Participei de algumas reuniões, participei de muitos fóruns online, mas muito focado nos setores em que eu atuo. Não é uma participação política partidária, é uma participação política empresarial, digamos assim, política setorial. Nesse sentido, acredito que fui ouvido e consegui contribuir. Me envolvi principalmente em duas pautas com relatórios já entregues: transição energética e áreas degradadas. O Brasil tem mais de 40 milhões de hectares de áreas degradadas que podem ser reutilizadas, parte para a recomposição florestal necessária, mas outra grande parte para a produção de matérias-primas, tanto para alimentos como energia.
O senhor está investindo em uma fábrica de etanol. Em quanto tempo teremos um etanol competitivo, como nos outros Estados?
Acho que vamos chegar lá, mas, antes, o Rio Grande do Sul vai trabalhar para suprir a parcela de etanol que vai adicionar da gasolina. A adição de 27% à gasolina, que é como nós consumimos no Brasil, deve subir para 30% nos próximos meses, e isso é muito positivo.
A eletrificação dos carros é uma alternativa ao biocombustível?
O Brasil hoje não domina a produção de baterias. A gente está começando a produzir lítio, que manda para a China, que industrializa, faz as baterias e manda para a gente os carros. Ah, vai montar o carro na Bahia? Vai, mas continua a ser uma montadora que não desenvolve tecnologia.
E o hidrogênio?
O Brasil pode, sim, se tornar um grande produtor de hidrogênio. Mas aí pegando as próprias informações da McKinsey, que fez o estudo para o Rio Grande do Sul, a gente vê que o hidrogênio está muito mais para 2035, 2040, do que para 2030. Ou seja, é uma tecnologia que deve amadurecer e ganhar escala daqui a 10, 15 anos. Por questão de custo.

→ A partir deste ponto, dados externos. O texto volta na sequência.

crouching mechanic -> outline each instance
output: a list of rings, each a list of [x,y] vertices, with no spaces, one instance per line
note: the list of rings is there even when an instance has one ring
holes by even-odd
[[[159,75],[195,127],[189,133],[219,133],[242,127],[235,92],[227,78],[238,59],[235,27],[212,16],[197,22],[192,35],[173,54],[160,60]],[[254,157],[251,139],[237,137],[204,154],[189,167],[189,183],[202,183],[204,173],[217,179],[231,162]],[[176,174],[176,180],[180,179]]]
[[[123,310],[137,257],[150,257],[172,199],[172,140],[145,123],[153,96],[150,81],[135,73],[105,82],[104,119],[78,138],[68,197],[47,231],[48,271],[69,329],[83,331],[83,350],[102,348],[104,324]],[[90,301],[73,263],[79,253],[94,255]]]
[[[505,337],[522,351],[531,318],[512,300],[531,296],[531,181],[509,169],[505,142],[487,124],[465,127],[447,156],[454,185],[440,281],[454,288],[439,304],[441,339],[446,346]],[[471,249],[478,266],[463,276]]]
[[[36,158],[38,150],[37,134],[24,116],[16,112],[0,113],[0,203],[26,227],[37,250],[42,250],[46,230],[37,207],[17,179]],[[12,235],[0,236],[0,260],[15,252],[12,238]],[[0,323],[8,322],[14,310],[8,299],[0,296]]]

Os biocombustíveis, não. Toda a infraestrutura está pronta. É só organizar as políticas públicas, como estão sendo organizadas, e aumentar a produção. E com isso vai ter geração de emprego, agregação de valor, à economia brasileira. Os biocombustíveis são uma realidade.

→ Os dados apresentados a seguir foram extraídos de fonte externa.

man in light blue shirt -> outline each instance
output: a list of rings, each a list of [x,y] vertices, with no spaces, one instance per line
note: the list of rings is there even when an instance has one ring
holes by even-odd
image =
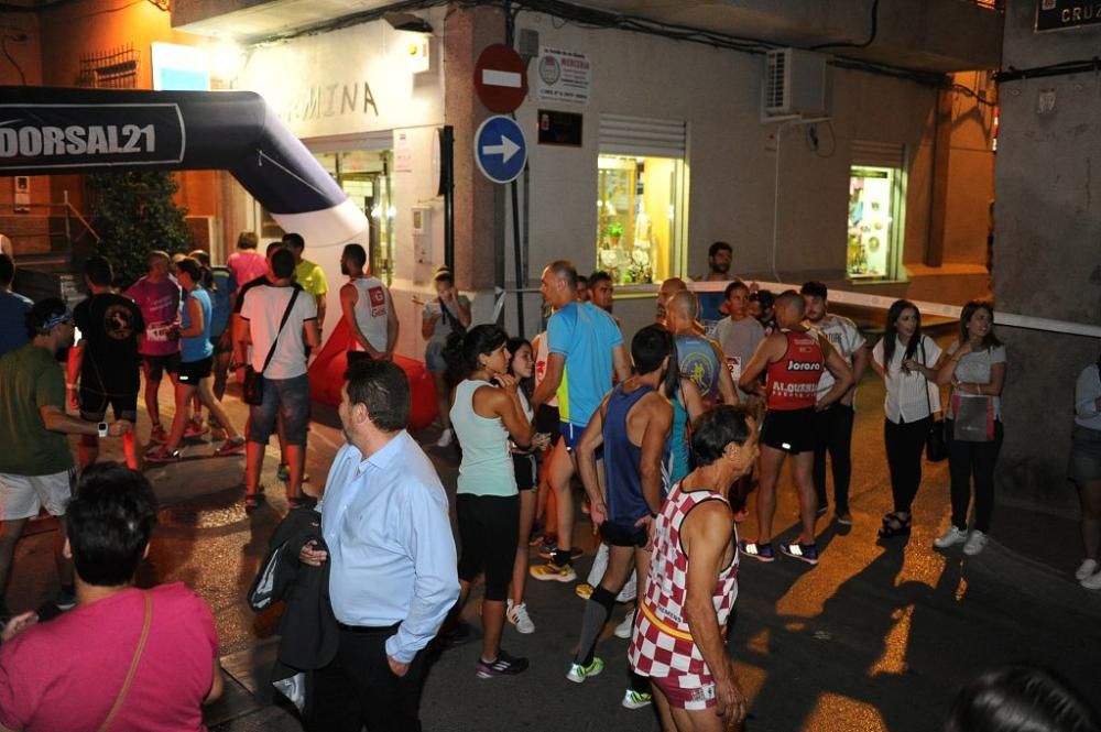
[[[331,664],[315,674],[308,730],[419,730],[424,648],[459,596],[447,495],[405,431],[410,391],[389,361],[349,367],[341,392],[345,445],[321,513],[326,550],[299,559],[329,567],[340,625]]]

Com a sua experiência de diálogo com a direita e a esquerda, acredita que conseguiremos vencer a polarização?
Só com diálogo. E um pouco de compreensão. É muito, vai ser difícil, mas o pouco de compreensão que existe mostra que é possível. As pessoas têm opiniões diferentes, divergem, mas a gente precisa ter respeito e olhar efetivamente o que é importante. Estou falando sob o ponto de vista do ambiente de negócio. Sobre política partidária, não me atrevo a falar porque não é a minha praia. Mas, no ambiente de negócio, a gente precisa ter o respeito, respeitar as instituições, contribuir e também cobrar as soluções dos problemas, porque faz parte do sistema produtivo fazer as cobranças adequadas e corretas.
Quando a gente vai ver um avião movido a querosene verde?
Já vemos. Já foram feitos testes com aviões com 100% de querosene verde, mas, como o volume de produção ainda é pequeno, há mistura de 2%, 3% nos EUA. O Brasil está prevendo começar com essa mistura de 2% a 3 % de bioquerosene de aviação em 2027, e depois crescer gradativamente. Costumo dizer que a gente tem de fazer a transição energética como se fosse uma subida de escada, porque, se subirmos de elevador, o impacto inflacionário será grande, já que, hoje, é muito difícil concorrer com o petróleo. Há um grande volume de petróleo, que está sendo explorado há mais de 150 anos. Na transição energética, precisamos ir crescendo com um passo de cada vez. No caso esecífico da SAF (sigla em inglês para o tipo de combustível menos poluente da aviação), o Brasil tem a oportunidade de ser um grande produtor e um grande exportador. Por quê? Porque temos como produzir a matéria-prima, a biomassa. E ainda: nós temos como produzir o hidrogênio verde. Para a produção do SAF, você precisa de biomassa mais hidrogênio. Pode produzir o SAF através do etanol, também. É uma nova tecnologia a partir da mistura com o hidrogênio. Além disso, é muito fácil de transportar o SAF. Usa-se o mesmo navio que transporta o diesel e a gasolina. Então, é muito mais fácil de transportar SAF do que hidrogênio verde, o que nos coloca com muita condição de ser um grande produtor e, também, um grande exportador de SAF.